# K&N needs 1.8L in Southern Calfornia



## wesg631 (Mar 29, 2011)

Man I emailed them about making an intake, but I don't live anywhere near southern california


----------



## VictoryRed08 (Feb 16, 2011)

wesg631 said:


> Man I emailed them about making an intake, but I don't live anywhere near southern california


Tell me about it, if I lived anywhere close to there I would have been first in line for the 1.4L lol.


----------



## jakkaroo (Feb 12, 2011)

i would but its in riverside and thats 2 hours to far and i already have the injen i should be happy


----------



## Chefmaster87 (Mar 30, 2011)

I need and want the intake so bad, do u know it starts to sell on the internet?


----------



## VictoryRed08 (Feb 16, 2011)

Chefmaster87 said:


> I need and want the intake so bad, do u know it starts to sell on the internet?

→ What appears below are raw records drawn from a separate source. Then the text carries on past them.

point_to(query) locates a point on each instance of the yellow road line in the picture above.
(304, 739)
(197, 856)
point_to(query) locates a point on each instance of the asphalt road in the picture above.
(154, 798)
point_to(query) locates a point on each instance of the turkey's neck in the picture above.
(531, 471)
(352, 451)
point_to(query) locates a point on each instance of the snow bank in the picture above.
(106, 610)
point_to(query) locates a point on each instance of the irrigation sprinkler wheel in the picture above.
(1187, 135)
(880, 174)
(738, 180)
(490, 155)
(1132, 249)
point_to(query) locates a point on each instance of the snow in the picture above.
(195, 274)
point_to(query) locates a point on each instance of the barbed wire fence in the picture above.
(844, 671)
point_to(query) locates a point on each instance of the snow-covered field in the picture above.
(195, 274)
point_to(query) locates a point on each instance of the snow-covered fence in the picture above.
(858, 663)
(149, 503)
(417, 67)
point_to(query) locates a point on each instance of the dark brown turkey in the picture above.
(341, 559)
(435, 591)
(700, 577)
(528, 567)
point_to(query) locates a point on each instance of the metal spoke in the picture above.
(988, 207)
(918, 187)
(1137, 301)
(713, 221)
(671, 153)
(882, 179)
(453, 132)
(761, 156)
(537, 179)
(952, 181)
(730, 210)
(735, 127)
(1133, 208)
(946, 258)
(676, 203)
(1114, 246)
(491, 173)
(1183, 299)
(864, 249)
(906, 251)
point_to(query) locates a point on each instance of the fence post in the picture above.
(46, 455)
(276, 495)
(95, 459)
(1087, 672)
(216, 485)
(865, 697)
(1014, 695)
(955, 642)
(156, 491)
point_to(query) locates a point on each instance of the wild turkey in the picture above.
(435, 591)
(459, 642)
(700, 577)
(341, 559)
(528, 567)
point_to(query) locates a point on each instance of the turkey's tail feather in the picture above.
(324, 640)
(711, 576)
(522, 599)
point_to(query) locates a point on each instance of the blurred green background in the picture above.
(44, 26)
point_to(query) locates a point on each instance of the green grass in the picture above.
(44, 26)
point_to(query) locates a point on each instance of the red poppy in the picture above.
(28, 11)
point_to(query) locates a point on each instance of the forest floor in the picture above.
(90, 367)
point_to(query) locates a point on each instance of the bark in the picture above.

Me too. I'm sure one of us will make a new post announcing the release of the intake when it's available


----------



## shawn672 (Oct 31, 2010)

Hahah this makes me laugh all the times I emailed them back in Dec/Jan about making an intake for the "Cruze" (not specific to any engine) and they told me "No".. ahh oh well, glad to see they changed their mind


----------



## 70AARCUDA (Nov 14, 2010)

...ha,ha--the best incentive is seeing ones' competitors _"...making money..."_ to change managements' marketing direction.


----------